I have a gene expression matrix n (genes) X p (cases), where n = 8000 and p = 100. I want to fit each gene as univariate in a coxph model, i.e., fitting 8000 models. I do something like this: res <- apply(data, 1, coxph.func) which takes about 4 min, not bad. But I need to do large numbers of permutations of the data (permuting the columns), for example, 2000, which would take 5 days. I would like to know if there is way to speed this up? Any help appreciated. Xiao-Jun
speeding up 1000s of coxph regression?
3 messages · Xiao-Jun Ma, Thomas Lumley, A.J. Rossini
On Tue, 10 Jun 2003, Xiao-Jun Ma wrote:
I have a gene expression matrix n (genes) X p (cases), where n = 8000 and p = 100. I want to fit each gene as univariate in a coxph model, i.e., fitting 8000 models. I do something like this: res <- apply(data, 1, coxph.func) which takes about 4 min, not bad. But I need to do large numbers of permutations of the data (permuting the columns), for example, 2000, which would take 5 days. I would like to know if there is way to speed this up?
Calling coxph.fit directly would likely be faster. Also, you probably don't need to do 2000 permutations on all 8000 genes: a few hundred permutations is probably enough to decide that most of the genes aren't interesting. If you are going to be doing a lot of this sort of thing it might be worth looking at the parallel processing facilities in the `snow' package. There's a description of their use in another gene expression problem in the new R Newsletter. -thomas
Thomas Lumley <tlumley at u.washington.edu> writes:
If you are going to be doing a lot of this sort of thing it might be worth looking at the parallel processing facilities in the `snow' package. There's a description of their use in another gene expression problem in the new R Newsletter.

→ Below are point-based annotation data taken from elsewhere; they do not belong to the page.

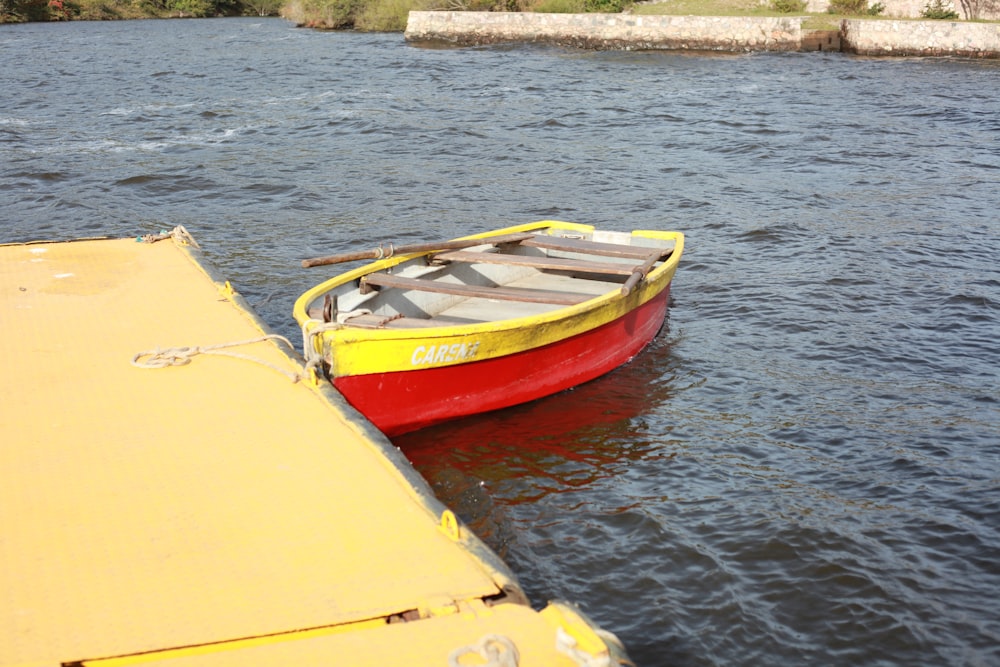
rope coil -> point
(496, 650)
(179, 233)
(182, 356)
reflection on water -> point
(570, 440)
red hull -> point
(406, 401)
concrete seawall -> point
(707, 33)
(920, 38)
(609, 31)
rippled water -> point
(805, 465)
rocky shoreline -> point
(707, 33)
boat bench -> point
(594, 247)
(533, 261)
(501, 293)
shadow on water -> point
(564, 442)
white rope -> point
(567, 645)
(178, 233)
(181, 356)
(496, 650)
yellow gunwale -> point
(363, 351)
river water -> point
(804, 467)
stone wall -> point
(610, 31)
(920, 38)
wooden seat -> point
(473, 291)
(534, 261)
(593, 247)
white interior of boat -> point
(490, 282)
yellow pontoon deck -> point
(217, 512)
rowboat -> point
(431, 332)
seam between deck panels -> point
(390, 456)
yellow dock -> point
(215, 505)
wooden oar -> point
(640, 271)
(382, 252)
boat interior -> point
(525, 274)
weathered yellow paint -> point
(213, 513)
(351, 351)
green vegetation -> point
(99, 10)
(938, 10)
(788, 6)
(856, 8)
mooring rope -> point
(177, 232)
(496, 650)
(181, 356)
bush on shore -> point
(15, 11)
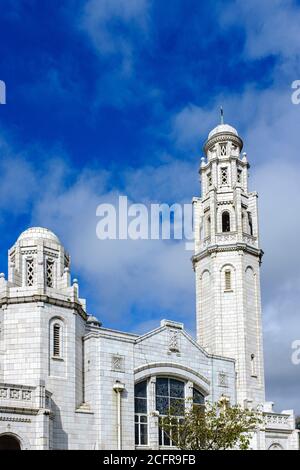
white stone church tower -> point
(227, 263)
(67, 382)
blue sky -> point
(110, 97)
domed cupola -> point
(38, 261)
(223, 141)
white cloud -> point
(110, 24)
(272, 28)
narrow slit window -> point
(239, 175)
(49, 273)
(223, 150)
(208, 227)
(30, 272)
(56, 340)
(227, 280)
(250, 224)
(225, 221)
(253, 366)
(224, 175)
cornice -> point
(224, 248)
(35, 298)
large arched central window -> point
(140, 417)
(170, 398)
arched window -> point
(198, 397)
(49, 273)
(227, 274)
(170, 398)
(225, 221)
(57, 340)
(30, 274)
(253, 366)
(250, 224)
(140, 410)
(208, 227)
(9, 442)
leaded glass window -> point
(141, 418)
(224, 175)
(225, 221)
(56, 340)
(227, 280)
(170, 399)
(223, 149)
(239, 175)
(30, 272)
(49, 273)
(198, 398)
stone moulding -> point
(45, 299)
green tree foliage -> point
(216, 426)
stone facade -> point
(68, 383)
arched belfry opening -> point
(225, 221)
(9, 442)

Actually, they used the RPVM package directly; however, Thomas is still correct, it probably would be simple to recast using SNOW. Some hints and details can be found in a tech report by Luke Tierney, Michael Li, and myself in the UW Biostat tech report series (can't recall which #, but it's on http://www.bepress.com/uwbiostat/). best, -tony
A.J. Rossini / rossini at u.washington.edu / rossini at scharp.org
Biomedical/Health Informatics and Biostatistics, University of Washington.
Biostatistics, HVTN/SCHARP, Fred Hutchinson Cancer Research Center.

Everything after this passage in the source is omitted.